El interceptor
Descripción
Corros pequeños de cinco o seis niños, todos jugando a la vez. Cada corro se pasa una pelota de espuma rodando o botando y uno de ellos, el interceptor, se mueve por el centro intentando tocarla. Cuando la toca, cambia el sitio con quien la había lanzado y el juego sigue sin parar.
Objetivo
Pasar y recibir una pelota mirando dónde está el hueco, y decidir a quién se pasa antes de que llegue la pelota.
Instrucciones
Variantes
Más difícil — Dos pelotas: cada corro juega con dos pelotas a la vez, siempre rodando. Hay que mirar dos cosas y decidir más rápido, y el interceptor tiene el doble de ocasiones. Otra organización — Corros enfrentados: el corro se abre en dos filas puestas una frente a otra y separadas cuatro pasos; la pelota cruza el pasillo de un lado al otro y el interceptor se mueve solo por ese pasillo. La trayectoria es más clara de ver y de anticipar. Más fácil — Rodando y con nombre: la pelota va siempre rodando por el suelo y quien la pasa dice antes el nombre del compañero que la va a recibir. Se acaban los pases al vacío y el que recibe está preparado.
Consejos para el Profesor
Lo que arregla este juego es el tamaño del corro: si es demasiado grande la pelota no llega, y si es demasiado pequeño el interceptor la toca siempre y nadie disfruta.
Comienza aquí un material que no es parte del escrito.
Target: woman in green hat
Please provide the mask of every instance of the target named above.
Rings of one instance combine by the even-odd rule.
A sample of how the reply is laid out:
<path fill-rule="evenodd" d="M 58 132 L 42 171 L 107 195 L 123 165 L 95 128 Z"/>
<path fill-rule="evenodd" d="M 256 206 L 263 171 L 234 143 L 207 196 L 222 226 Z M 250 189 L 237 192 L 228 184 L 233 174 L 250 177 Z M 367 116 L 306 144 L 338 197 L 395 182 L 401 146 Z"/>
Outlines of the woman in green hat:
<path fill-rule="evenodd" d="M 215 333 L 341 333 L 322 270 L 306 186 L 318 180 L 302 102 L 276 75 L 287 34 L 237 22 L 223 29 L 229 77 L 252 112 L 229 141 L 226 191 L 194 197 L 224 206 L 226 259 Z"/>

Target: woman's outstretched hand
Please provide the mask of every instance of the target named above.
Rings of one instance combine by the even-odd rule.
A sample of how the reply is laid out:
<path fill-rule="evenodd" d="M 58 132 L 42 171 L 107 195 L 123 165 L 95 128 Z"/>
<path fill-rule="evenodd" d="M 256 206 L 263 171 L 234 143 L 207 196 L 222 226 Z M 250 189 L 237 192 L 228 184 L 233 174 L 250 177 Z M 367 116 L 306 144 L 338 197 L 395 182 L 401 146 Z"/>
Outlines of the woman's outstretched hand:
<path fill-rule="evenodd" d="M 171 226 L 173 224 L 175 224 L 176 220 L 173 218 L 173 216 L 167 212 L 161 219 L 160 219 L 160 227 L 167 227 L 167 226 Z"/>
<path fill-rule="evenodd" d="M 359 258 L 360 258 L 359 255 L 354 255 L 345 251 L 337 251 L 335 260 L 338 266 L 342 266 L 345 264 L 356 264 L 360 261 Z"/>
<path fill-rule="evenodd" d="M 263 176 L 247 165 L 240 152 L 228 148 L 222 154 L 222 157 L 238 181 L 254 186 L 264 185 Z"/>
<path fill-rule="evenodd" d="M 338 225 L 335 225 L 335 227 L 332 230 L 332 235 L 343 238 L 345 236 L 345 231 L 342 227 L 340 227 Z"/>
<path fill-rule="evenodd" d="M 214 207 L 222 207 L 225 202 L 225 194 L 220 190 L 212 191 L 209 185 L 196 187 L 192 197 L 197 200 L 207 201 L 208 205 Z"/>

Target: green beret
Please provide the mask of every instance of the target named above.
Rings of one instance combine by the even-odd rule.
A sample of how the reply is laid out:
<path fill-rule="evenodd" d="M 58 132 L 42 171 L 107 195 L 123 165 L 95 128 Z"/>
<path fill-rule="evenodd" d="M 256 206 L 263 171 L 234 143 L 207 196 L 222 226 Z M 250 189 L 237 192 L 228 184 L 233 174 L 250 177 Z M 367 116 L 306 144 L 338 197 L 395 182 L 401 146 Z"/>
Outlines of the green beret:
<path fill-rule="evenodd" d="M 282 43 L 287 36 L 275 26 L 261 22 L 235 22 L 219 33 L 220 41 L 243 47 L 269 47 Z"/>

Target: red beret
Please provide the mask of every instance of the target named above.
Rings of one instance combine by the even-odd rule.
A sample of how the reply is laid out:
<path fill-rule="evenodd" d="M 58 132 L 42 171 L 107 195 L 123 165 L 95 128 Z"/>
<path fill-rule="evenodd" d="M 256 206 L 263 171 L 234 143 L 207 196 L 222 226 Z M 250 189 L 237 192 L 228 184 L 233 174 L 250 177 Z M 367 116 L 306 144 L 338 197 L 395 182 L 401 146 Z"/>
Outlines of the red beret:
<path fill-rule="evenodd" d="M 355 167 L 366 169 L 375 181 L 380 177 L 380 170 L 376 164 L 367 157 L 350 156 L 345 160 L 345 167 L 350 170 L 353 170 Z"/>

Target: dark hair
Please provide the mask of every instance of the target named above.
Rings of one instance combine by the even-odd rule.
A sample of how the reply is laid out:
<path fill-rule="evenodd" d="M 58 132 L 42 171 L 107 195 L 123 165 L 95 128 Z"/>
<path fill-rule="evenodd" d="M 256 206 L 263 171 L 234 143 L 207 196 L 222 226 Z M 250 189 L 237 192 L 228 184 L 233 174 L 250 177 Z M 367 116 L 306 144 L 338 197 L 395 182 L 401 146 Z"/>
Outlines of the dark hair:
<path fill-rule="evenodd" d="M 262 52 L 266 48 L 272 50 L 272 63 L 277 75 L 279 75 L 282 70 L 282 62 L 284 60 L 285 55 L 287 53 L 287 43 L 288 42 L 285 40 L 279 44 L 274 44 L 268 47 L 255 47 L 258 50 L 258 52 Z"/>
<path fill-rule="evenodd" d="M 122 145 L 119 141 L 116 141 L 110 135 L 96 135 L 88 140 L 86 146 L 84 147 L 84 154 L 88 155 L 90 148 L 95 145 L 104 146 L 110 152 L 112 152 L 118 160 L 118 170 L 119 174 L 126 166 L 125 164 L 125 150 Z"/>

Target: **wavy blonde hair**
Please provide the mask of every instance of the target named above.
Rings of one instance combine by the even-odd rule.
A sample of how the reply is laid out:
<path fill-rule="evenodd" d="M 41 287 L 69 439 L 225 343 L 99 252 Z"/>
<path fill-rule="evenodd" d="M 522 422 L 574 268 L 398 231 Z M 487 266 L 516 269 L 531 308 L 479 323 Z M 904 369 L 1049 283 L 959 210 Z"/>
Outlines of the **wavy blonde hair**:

Cinco niños con dos pasos entre aro y aro suele ser la medida. Métete de interceptor en un corro durante la primera ronda para enseñar que se corta con las manos abiertas y no quitándosela a nadie. Y avisa desde el principio de que el cambio de sitio es automático: si se discute, se pierde el juego en negociaciones.
Adaptaciones NEE
Movilidad reducida: juega en el corro como uno más —pasar y recibir sentado o desde una silla se hace igual de bien— y, cuando le toca ser interceptor, el corro se cierra un paso para que el pasillo que tiene que cubrir sea más corto; el contenido es el mismo, pasar y cortar. Visual: se usa una pelota sonora o con cascabel dentro y la regla del corro pasa a ser la de la variante fácil, siempre rodando y diciendo el nombre en voz alta antes de pasar; el sitio se marca con el aro, que se nota con el pie sin rodar bajo la zapatilla. Auditiva: el aviso de arranque y de parada se hace con el brazo levantado, y el nombre del que va a recibir se sustituye por señalarlo con la mano antes de pasar. Cognitiva: se juega en corros de cuatro con una sola pelota rodando, el maestro hace de interceptor las primeras rondas y va diciendo en voz alta lo que pasa, hasta que el cambio de papeles se entienda.